I can't find anything on the hublot super b.

Anyone want to add anything on this series?
Looking at the flyback but really wondering how good this watch is?

I know about the big bang but the super b is completely new to me. Watch is below on the one I'm interested in.

WatchNet: Trading Post: NIB HUBLOT Super B Flyback Automatic Chronograph * BEST PRICE WORLDWIDE *


----------



## EM16A (Mar 12, 2012)

RigasMinho said:


> Hello,
> I'm new to the forum but have been doing tons of research.
> I can't find anything on the hublot super b.
> 
> ...


That's funny. I was looking at the same thing and could not find any info on this watch at all...


----------



## RigasMinho (Mar 9, 2012)

Found out more.
They made it back in 2005. After the new CEO came he took this off the market.

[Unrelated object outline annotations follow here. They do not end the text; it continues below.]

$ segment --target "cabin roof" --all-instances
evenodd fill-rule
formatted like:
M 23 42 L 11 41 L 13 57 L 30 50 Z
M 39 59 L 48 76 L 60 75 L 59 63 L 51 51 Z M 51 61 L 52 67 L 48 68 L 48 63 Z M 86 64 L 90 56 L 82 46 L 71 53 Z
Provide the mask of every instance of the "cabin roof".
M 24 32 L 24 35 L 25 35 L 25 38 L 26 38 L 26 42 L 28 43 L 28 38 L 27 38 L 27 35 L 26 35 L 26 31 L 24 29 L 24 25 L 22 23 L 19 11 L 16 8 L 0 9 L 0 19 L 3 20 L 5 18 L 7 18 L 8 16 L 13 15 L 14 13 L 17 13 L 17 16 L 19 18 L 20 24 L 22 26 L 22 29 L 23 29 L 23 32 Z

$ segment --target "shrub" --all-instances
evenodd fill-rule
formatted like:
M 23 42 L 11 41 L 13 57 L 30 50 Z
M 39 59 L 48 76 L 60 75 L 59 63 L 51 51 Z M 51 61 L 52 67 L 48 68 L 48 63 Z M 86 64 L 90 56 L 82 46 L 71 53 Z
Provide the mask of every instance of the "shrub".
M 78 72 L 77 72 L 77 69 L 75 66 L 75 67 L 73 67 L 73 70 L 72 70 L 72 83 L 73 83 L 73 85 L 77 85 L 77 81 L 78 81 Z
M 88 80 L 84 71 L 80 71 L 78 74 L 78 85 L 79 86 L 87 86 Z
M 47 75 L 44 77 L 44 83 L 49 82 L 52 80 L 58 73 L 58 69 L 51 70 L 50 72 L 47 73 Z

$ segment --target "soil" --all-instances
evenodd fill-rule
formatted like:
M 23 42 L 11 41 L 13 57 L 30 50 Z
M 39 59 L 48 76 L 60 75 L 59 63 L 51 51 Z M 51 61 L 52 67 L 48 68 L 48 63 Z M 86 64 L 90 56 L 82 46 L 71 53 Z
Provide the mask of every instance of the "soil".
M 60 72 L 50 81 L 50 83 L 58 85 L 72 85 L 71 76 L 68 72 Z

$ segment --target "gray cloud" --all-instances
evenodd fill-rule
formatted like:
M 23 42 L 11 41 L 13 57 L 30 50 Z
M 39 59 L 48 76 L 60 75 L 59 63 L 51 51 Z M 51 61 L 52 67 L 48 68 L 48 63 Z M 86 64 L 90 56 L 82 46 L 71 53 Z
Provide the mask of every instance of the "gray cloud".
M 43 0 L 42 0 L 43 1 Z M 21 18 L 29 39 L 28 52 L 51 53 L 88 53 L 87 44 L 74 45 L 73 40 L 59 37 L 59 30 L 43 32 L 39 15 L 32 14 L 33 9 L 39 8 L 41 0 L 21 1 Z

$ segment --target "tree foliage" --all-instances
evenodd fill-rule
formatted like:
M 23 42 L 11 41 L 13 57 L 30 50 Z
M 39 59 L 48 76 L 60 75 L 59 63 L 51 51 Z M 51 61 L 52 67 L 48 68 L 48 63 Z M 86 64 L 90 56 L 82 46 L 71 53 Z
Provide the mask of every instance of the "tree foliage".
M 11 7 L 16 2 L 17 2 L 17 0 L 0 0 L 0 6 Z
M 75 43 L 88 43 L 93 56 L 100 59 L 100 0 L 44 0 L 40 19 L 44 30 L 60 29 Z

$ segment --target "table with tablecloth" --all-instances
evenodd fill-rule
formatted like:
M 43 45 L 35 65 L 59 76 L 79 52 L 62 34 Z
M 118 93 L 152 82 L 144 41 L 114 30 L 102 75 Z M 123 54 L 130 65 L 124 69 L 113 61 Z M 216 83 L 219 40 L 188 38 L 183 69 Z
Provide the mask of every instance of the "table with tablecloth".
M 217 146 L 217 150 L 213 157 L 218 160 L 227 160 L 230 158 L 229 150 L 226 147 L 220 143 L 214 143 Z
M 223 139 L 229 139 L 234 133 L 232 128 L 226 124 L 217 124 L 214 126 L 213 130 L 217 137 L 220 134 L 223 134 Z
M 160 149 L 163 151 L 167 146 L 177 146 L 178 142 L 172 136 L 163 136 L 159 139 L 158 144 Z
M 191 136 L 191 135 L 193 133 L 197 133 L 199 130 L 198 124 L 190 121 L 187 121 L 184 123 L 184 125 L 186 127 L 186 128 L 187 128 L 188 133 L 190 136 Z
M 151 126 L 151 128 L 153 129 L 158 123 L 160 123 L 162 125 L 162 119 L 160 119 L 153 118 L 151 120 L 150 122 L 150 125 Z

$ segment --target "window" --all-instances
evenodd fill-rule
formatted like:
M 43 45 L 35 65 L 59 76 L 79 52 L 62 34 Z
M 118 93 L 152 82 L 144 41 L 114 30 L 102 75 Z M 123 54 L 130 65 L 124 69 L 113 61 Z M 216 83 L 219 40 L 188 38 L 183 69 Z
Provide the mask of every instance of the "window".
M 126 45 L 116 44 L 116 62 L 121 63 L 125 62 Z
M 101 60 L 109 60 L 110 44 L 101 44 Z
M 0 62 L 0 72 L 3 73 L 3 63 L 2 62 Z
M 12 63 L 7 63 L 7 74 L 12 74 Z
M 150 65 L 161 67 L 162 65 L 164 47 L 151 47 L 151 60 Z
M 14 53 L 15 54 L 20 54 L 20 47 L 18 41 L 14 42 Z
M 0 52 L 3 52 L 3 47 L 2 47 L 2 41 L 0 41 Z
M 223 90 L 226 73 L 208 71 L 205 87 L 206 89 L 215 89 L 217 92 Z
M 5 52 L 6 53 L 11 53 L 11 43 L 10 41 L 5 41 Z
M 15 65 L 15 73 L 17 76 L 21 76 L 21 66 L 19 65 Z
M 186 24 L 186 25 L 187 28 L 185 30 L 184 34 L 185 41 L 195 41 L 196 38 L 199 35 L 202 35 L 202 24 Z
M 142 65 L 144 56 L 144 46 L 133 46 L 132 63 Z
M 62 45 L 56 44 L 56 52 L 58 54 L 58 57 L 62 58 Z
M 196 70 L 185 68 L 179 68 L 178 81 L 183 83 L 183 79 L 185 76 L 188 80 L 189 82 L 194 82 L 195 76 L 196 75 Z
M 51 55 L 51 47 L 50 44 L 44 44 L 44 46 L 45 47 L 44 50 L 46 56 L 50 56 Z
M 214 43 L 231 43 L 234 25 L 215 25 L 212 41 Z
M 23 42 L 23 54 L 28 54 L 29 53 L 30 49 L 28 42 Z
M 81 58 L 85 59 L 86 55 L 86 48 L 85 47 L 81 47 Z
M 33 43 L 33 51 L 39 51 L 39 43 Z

Which is why it doesn't have all the standards of the big bang. Cause Biver didn't help design this watch.


----------



## EM16A (Mar 12, 2012)

I did have a look into the seller though, his also here on this forum and have been selling the same 2 hublots since 2007/2008 till now


----------



## sadiqdaredia (Apr 15, 2012)

i am looking forward to buy from him can u help me guys is it a good watch or should i go for rolex oyster prepetual my budget is around 3500 so please help me


----------



## mondrayuk (May 23, 2010)

I have a 25th Anniversary Limited Edition version of this watch and you should not pay more than $3,500 for this one you have identified. I ove mine and I prefer these types of Hublots which I believe are no longer made.


----------